Lunch included pig vertebrae. Swine spine, served with a plastic glove to keep your fingers from getting messy. We in the west have a very limited palate, and so I ate my portion in an effort to broaden mine. But it is not easy to escape your cultural habits.

The ride back from the Chateau Laffitte saw us drive past a violent altercation involving a swarming and paving stones being thrown in front of dozens of bystanders. No one intervening and no police that I could see.

Gluehwein with dinner. Another “Great Wall” red, warmed and flavoured with aniseed, cinnamon, honey and sugar.

 


Commuting, Beijing Style

Nov. 25 – Beijing

Thirty kilometres, two hours. Until now, I’ve dodged the peak traffic times, but today’s trip home by bus from Tiananmen Square happened at rush hour. It started easily enough. We boarded a doubled-decker at the eastern end of the square and scored seats right at the front. This gave us a panoramic view of the new, globalized Beijing. All bright lights, tall office buildings, shopping centres and movie theatres. And of course, red tail lights moving slowly into thick haze. (Today’s air quality report: “hazardous” for 24 hours, solid).

We got off the double-decker into the cold night air and didn’t wait long for our connecting bus to appear.
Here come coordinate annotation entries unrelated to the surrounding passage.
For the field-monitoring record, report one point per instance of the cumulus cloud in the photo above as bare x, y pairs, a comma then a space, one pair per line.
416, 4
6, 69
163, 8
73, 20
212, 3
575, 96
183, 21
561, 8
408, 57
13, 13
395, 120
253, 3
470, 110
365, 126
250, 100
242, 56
The trick was getting on. We looked to find the likeliest doors, then shoved our way in, more-or-less gently. The contact was standing-full-body for about an hour. On one of the less dense stretches, I estimated I had about 15 people within arm’s reach. As we approached stops, there was an anticipatory shuffling towards the exits. Then, a slow human tide pressing out followed by a faster tide jamming back in. All the while, a shrill, permed attendant shouted exhortations – presumably various forms of “make room”.

As the automated recording announced the upcoming stops in Mandarin, then English, I looked around at my fellow passengers. They were silent, mainly. People gazed out the windows if they could, or down into the small screens of their smartphones. There certainly was not enough room to open a newspaper or book. I wondered what they were thinking about. No one seemed incensed at the bus’s slow pace. This is intolerable, yet unavoidable, and so normal here.

A word on Tiananmen. Though it attracts many tourists, to me the massive square appeared as a bald projection of the Chinese government’s might. Vigilance is pervasive, in the form of police (uniformed and plainclothes) and tower-mounted video monitoring.